The latest UK lobby group is organising a ‘culture workers march’.
The German countertenor Andreas Scholl is troubled by it. He writes:
Open letter in response to the statement of “Classical music for Palestine”.
The devastation in Gaza is undeniable. The loss of life, the displacement of families, and the destruction of an entire region demand our grief and our outrage. As musicians, we cannot remain indifferent to human suffering. But the collective statement now circulating in our field suffers from a troubling blind spot: it denies Palestinians their own political agency.
The statement condemns Israel and Western governments in the strongest terms. Yet it never once mentions Hamas — the group that governs Gaza, that carried out the October 7th massacre, and that still holds Israeli civilians hostage while openly proclaiming its goal of eradicating Jews. By omitting Hamas, the statement frames Palestinians only as passive victims of outside powers. This is not solidarity. It is discrimination disguised as compassion.
To treat Palestinians as incapable of responsibility is to infantilize them. They are not merely objects of history, acted upon by Israel and the West; they are also subjects of history, with the power to make political choices — including the choice of leaders. Hamas did not emerge out of thin air. It was elected. Ignoring this fact strips Palestinians of dignity and denies them the same political accountability we demand of Israelis, Europeans, and Americans.
True solidarity means expecting more, not less. It means calling on Hamas to release hostages, to end its campaign of terror, and to abandon its genocidal rhetoric. Criticizing Hamas is not an attack on the Palestinian people. On the contrary, it is an affirmation that they deserve better leadership than one that trades their suffering for its own survival. Only when Palestinians are seen as political actors — not eternal victims — can genuine change and justice begin.
Yes, Israel’s response has been catastrophic, killing and displacing far more people than were murdered on October 7th. Netanyahu’s government deserves fierce condemnation for flattening Gaza into rubble. But to condemn only Israel while remaining silent on Hamas is to distort the truth.

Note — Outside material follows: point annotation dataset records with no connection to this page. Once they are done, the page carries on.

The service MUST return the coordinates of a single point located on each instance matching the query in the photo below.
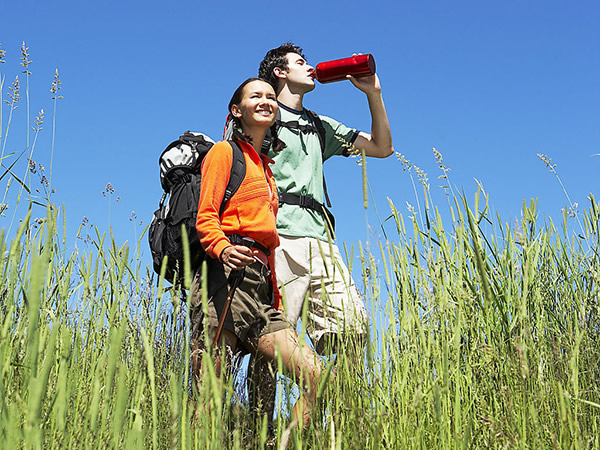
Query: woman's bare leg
(299, 360)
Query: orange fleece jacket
(250, 212)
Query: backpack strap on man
(306, 201)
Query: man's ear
(279, 72)
(235, 111)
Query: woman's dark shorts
(251, 314)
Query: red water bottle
(336, 70)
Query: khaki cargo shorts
(308, 267)
(250, 315)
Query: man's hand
(237, 257)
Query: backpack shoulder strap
(237, 174)
(318, 124)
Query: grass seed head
(25, 61)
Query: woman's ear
(235, 111)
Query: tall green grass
(484, 335)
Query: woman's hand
(237, 257)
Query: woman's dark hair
(238, 135)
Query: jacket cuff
(218, 248)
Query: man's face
(299, 73)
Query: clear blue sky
(489, 84)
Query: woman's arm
(216, 168)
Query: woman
(254, 321)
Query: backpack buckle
(304, 201)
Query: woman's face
(258, 106)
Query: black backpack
(180, 178)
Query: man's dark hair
(276, 58)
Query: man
(309, 264)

It reduces a complex and tragic conflict into a morality play of “oppressors” and “oppressed” that denies Palestinians the dignity of responsibility.
If our community wishes to take a stand, let it be one rooted in honesty. That means holding all sides accountable. Anything less is selective blindness, and it risks turning artists into mouthpieces for ideology rather than advocates for justice. To deny Palestinians their political agency is not solidarity — it is hypocrisy.